Yesterday Bloomberg reported Tesla Motors will break ground for at least two sites it’s now considering, and is “getting close“ to announcing these sites.
“What we’re going to do is move forward with more than one state, at least two, all the way to breaking ground, just in case there’s last-minute issues,” said CEO Elon Musk in an interview Monday. “The No. 1 thing is we want to minimize the risk timing for the gigafactory to get up and running.”
The goal is to have Tesla’s BMW 3-Series competitor internally called “Gen 3” in production in around three years.
As reported in February, states named as contenders were Arizona, New Mexico, Nevada, and Texas.
The estimated $5 billion plant would enable “mass market” production capacity and drive down the price of li-ion batteries. As many as 6,500 employees could eventually be involved in a gigaplant.
Why wasn’t California one of the contenders?

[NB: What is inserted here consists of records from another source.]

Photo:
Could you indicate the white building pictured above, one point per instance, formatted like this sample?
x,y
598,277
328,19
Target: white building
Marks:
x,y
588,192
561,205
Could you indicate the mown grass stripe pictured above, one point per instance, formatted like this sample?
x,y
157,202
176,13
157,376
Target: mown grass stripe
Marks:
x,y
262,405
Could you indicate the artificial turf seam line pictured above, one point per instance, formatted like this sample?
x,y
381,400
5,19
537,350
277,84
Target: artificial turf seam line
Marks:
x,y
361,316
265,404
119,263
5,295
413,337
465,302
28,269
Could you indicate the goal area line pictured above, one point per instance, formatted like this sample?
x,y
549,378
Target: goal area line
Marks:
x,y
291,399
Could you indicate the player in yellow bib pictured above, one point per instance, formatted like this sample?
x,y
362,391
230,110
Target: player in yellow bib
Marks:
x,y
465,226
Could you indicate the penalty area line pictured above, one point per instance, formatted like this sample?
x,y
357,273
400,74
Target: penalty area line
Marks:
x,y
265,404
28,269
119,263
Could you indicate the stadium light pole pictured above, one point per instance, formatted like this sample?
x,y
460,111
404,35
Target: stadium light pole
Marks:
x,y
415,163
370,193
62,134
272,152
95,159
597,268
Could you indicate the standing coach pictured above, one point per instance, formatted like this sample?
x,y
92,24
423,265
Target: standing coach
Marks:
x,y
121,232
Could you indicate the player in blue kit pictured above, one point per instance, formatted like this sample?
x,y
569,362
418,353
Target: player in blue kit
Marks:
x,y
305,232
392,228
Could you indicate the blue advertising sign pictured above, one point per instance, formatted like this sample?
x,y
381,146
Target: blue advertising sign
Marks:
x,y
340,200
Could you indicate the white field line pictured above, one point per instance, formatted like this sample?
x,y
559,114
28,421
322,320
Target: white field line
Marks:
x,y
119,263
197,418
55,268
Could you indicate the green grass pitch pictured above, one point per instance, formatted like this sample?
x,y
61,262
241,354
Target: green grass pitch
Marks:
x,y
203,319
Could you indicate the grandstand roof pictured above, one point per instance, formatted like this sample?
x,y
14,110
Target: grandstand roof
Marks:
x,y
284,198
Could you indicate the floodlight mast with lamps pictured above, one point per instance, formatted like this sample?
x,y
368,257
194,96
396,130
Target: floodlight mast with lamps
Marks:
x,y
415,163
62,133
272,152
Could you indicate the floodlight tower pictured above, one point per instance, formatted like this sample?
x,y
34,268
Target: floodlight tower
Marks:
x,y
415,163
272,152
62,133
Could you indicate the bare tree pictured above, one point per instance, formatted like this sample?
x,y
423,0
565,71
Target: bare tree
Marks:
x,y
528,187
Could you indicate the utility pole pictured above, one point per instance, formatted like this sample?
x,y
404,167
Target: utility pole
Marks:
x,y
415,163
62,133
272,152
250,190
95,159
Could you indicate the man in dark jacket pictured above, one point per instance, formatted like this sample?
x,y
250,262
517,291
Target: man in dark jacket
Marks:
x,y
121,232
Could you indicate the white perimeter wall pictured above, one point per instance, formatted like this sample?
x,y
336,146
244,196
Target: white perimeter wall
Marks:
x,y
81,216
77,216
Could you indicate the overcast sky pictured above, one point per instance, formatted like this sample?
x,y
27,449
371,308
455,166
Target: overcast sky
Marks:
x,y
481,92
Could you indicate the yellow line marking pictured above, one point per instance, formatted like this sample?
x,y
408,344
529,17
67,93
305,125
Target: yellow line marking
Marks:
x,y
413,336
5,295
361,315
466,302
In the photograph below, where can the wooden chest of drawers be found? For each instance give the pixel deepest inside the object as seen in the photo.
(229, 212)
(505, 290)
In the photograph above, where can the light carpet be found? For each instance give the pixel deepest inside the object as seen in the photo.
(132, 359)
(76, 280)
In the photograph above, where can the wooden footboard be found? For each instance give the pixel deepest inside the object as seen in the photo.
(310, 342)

Musk said it was because of the amount of time needed to gain environmental and regulatory approval.
“California has a lot of regulatory agencies, and although this will be a very green factory, we can’t have a situation where an enormous amount of data has to be processed by a regulatory agency to find no significant impact and then give us approval to proceed,” he said.
On Monday Musk said also design and prep work to assemble Gen 3 has to be done in parallel with the gigafactory.
“There are a lot of moving parts, a crazy amount of moving parts,” Musk said. “If there’s a laggard there, we’ll have this massive facility and a ton of people trained and no ability to recoup revenue. It will be quite a bad situation.”